No podía darme el lujo de reducirlo y que luego la policía- que no había creído en mi inicialmente- lo soltara. Además la evidencia, el perpetramiento, el ataque, el robo, estaban a plena luz y eso obraría en mi defensa.
El desdichado sonrió, ahora de forma más burlesca.
-¡Me juzgas a mí! -carcajeó de forma sonora- Iluso de ti Alexander Van Rose. Tú eres el que no puede controlar tus propios demonios.
¡Era el colmo! Su actitud risible, su rostro caricaturesco, ya me estaba enloqueciendo y extinguía la propia paciencia que me quedaba.
Dejé mi arma, tomé su propio puñal y lo hundí de lleno en el centro de su blando vientre, hasta que mis oídos se llenaron con sus últimos jadeos y las sombras eclipsaron sus ojos por completo.

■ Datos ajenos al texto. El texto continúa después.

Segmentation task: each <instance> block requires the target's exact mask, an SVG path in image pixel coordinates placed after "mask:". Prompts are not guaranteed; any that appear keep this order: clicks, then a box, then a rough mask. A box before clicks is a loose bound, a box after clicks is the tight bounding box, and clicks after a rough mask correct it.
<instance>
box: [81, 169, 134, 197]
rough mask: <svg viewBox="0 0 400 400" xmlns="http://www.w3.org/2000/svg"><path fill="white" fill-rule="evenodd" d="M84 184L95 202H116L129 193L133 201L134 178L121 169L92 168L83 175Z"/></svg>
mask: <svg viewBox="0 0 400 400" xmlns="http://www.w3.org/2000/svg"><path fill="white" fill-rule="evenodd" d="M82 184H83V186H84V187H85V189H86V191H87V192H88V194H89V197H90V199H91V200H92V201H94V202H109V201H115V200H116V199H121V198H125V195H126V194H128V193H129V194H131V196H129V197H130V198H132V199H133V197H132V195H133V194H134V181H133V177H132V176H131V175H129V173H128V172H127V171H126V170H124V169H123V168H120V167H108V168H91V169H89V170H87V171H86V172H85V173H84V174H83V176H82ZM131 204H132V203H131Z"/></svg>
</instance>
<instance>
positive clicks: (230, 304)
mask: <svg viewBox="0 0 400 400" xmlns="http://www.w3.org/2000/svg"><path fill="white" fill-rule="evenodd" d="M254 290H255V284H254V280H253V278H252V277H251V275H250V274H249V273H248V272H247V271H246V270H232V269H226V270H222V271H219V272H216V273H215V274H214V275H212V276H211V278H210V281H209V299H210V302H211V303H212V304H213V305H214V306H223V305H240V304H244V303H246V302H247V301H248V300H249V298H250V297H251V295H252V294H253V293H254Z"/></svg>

Cuatro días después del hecho...
Luego de una denuncia realizada por los vecinos, por los nauseabundos olores provenientes de la propiedad y la falta de actividad en la misma, las autoridades irrumpieron en la vivienda y retiraron de aquella el cuerpo sin vida del señor Alexander Van Rose.
Pese a encontrar los certificados médicos que acreditaban su enfermedad, los doctores determinaron su deceso, pues la evidencia indicaba que la causa de muerte habían sido las heridas auto infringidas, provocadas por el arma blanca, que se halló enterrada en su cuerpo.